Prinzipiell kann Bachs Weihnachtsoratorium als eine Mischung aus Vertonungen von biblischen Texten und freien Dichtungen, Kirchenliedern sowie rein instrumentaler Musik angesehen werden. Basierend auf dem Bibelwort des Lukas- und Matthäus-Evangeliums, werden daher auch Texte von unter anderem Paul Gerhardt, Martin Luther oder Johann Rist hinzugefügt sowie freie Dichtungen von Bach selbst. Rezitative verknüpfen die Arien und Chöre miteinander, wobei am Ende eine jeden Teils ein abschließender Choral als zusammenfassende Bestätigung den Teil abrundet.

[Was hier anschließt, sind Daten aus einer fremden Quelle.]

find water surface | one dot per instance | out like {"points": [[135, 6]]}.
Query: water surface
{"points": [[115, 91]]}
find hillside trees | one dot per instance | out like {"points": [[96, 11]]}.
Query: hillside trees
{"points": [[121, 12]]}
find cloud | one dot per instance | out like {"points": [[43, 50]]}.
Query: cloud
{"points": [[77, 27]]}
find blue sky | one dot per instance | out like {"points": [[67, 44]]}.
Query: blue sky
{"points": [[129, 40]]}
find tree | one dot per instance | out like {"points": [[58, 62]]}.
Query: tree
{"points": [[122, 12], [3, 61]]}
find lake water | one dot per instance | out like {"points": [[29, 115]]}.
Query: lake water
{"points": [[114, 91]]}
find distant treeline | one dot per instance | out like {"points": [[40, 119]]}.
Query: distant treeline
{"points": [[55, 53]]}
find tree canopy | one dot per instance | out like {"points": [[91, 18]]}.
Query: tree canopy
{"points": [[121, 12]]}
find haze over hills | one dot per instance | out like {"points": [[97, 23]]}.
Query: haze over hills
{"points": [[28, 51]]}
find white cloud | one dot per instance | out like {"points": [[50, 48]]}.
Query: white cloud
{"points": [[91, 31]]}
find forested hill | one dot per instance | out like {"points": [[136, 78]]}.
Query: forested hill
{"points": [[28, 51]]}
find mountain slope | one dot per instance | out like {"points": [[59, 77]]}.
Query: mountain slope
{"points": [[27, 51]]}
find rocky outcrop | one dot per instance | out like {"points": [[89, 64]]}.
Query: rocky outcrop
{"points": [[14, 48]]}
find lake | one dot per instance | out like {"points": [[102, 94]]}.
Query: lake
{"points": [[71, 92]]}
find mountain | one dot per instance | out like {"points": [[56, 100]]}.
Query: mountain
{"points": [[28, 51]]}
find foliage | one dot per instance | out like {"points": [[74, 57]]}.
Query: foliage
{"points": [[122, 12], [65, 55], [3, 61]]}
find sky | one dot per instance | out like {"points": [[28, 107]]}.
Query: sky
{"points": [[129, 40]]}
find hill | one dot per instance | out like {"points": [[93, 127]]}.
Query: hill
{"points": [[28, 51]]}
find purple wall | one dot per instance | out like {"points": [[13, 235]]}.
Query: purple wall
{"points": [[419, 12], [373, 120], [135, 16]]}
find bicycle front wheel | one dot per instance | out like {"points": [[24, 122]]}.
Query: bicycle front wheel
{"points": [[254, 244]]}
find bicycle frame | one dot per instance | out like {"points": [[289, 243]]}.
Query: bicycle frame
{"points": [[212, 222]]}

So weit so gut, doch was hat es denn nun mit der „geklauten Musik“ auf sich? Versetzen wir uns in den Moment der Uraufführung am 25. Dezember 1734, so würden wir als damaliger sächsischer Bürger und Bürgerin - gleich nach dem Erklingen der ersten Töne des Anfangschores ‘Jauchzet, frohlocket, auf, preiset die Tage’ - eine uns bereits bekannte Melodie wiedererkennen. Es handelt sich dabei um die Melodie von Bachs Glückwunschkantate (BWV 214), die er erst im vorherigen Jahr zum Anlass des Geburtstags der Königin von Sachsen komponierte - ein weltlicher Anlass, ohne Bezug zur Kirche! Dass Bach seine eigenen Werke sowie auch die anderer Komponisten in weitere Kompositionen - mögen diese noch so monumental sein - mit aufnimmt, ist tatsächlich im Zeitalter des Barock nichts Ungewöhnliches. Im Gegenteil, dieses sogenannte Parodieverfahren war sogar gängige Methode. Seine berühmte h-Moll-Messe (BWV 232), beispielsweise, die vielleicht als die bedeutendste seiner Kompositionen gilt, besteht auch größtenteil aus der Musik seiner früheren Werke.

Die Verwendung von bekannten Kantaten und Chören basierte einerseits auf der Praxis, dass dem Publikum vertrautes Material präsentiert wird, welches teilweise auch zum Mitsingen verleitet. Darüber hinaus bestand aufgrund dieses Parodieverfahrens, also der Synkrise von unterschiedlichen Stücken, die Überzeugung einer Einheit von weltlicher und geistlicher Musik. Während später und besonders in der Epoche der Romantik das Bild des Originalgenies vorherrschen sollte, so fand eine wertende Unterscheidung zwischen Original und Bearbeitung im Barock nicht wirklich statt. Es ist natürlich hervorzuheben, dass Bach nicht einfach Melodien und Instrumentalwerke eins zu eins kopierte und lediglich einen neuen Text unterlegte, vielmehr erfolgten komplexe Transpositionen, erneuerte Instrumental- und Vokalbesetzungen sowie eine teilweise neue musikalische Textausdeutung. Also kein Grund zur Sorge, Bach bleibt das musikalische Jahrhundertgenie...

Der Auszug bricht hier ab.